This past summer, guests lined up for a special event outside the legendary Greenwich Village piano bar, Marie’s Crisis.
Visitors were on hand to take part in a rather unusual performance -- a Mobituaries memorial do-over for a largely forgotten Founding Father: Thomas Paine.
It turns out Paine died on, or near, the site of Marie’s Crisis in 1809. In fact, the title of the bar is inspired by Paine’s series of American Crisis pamphlets published during the Revolutionary War, a rallying cry for citizens and soldiers alike.
Yet as Paine biographer Craig Nelson explained: “Today we have almost no idea who he is. People may have known he said ‘these are the times that try men's souls.’ They may know that he said ‘we have it in our power to begin the world over again.’ They may know that he wrote Common Sense but they don't really know who he is.”
Nelson said that “when Thomas Paine was alive he was the most famous person in the world. He knew everyone he knew Jefferson he knew Washington. He knew Robespierre he knew. I mean it's astonishing who has associations are.”
Yet when Paine died, only six people showed up at his funeral. The paltry obit that was published at the time summed up his life in this line: “He had lived long, did some good and much harm.”
Even after Paine died, he couldn’t rest in peace; a crazed fan dug up his bones.
In this episode, Mo Rocca tries to understand why Paine isn’t as well remembered as perhaps he ought to be.
In contrast with many of the other Founding Fathers, who came from money, Paine was born into humble circumstances in England. His life was a roller coaster of ups and downs. He won great praise but his writings also generated a great deal of controversy.
Paine’s groundbreaking pamphlet Common Sense is not only one of the best selling publications in American history; it was the intellectual spark that lit the fuse for the American Revolution.
Nelson elaborated on the significance of Common Sense: “He turns every single thing the British had been saying on their heads and comes up with an explanation for why Americans should go it alone and why it'll be great to be an American and we'll have this whole continent and we'll run our own affairs and we'll stop being insulted by the British.”
Paine also called for the end of hereditary monarchy which was a treasonous act at the time.
He would go on to write The American Crisis pamphlets, The Rights of Man and The Age of Reason.
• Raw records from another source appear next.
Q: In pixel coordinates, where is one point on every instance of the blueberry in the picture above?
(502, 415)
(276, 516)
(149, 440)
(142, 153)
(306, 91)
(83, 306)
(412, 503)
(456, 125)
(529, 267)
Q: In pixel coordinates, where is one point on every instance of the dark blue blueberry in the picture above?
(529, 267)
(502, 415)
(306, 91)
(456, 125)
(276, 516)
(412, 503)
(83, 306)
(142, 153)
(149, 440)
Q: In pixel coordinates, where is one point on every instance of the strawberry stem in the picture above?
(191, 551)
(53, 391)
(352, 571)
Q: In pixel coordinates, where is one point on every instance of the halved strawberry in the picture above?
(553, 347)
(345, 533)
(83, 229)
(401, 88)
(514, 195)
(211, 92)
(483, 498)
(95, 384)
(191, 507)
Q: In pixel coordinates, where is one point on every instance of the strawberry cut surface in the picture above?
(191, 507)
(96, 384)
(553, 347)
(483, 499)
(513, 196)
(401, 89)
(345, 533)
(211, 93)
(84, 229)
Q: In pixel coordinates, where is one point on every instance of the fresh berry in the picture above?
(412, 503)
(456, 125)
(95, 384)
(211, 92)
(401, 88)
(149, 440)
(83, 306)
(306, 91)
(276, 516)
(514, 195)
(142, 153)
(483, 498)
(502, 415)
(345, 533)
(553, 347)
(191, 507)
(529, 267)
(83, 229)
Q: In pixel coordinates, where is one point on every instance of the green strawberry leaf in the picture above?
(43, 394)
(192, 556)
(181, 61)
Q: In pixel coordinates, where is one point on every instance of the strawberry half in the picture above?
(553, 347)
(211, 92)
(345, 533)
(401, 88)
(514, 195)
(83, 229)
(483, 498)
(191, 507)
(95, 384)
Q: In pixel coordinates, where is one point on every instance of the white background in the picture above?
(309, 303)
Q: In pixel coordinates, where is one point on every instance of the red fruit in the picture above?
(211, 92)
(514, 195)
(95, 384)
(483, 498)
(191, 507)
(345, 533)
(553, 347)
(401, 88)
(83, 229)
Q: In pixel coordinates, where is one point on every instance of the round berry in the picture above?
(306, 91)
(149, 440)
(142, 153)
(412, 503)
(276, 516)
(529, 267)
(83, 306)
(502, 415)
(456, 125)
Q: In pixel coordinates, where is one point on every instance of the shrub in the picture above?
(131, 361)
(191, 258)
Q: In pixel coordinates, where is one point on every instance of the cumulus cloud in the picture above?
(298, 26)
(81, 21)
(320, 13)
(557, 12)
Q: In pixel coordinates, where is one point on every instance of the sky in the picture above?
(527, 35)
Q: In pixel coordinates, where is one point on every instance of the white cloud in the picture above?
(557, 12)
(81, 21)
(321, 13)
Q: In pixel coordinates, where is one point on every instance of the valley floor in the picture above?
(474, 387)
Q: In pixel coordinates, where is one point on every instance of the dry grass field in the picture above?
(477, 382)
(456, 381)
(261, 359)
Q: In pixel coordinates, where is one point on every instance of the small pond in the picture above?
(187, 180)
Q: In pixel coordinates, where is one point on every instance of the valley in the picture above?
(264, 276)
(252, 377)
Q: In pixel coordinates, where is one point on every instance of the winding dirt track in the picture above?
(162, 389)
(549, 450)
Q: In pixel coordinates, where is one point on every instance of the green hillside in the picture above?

The latter publication became one of his most polarizing since Paine attacked organized religion.
The rather sad circumstances of Paine’s demise led up to the decision to host a memorial do-over at Marie’s Crisis complete with a musical production number written by Tony nominated composers Laurence O’Keefe and Nell Benjamin, as well as a roast by Daily Show comedian Lewis Black.
After all, make no mistake: No Paine … no gain of Independence!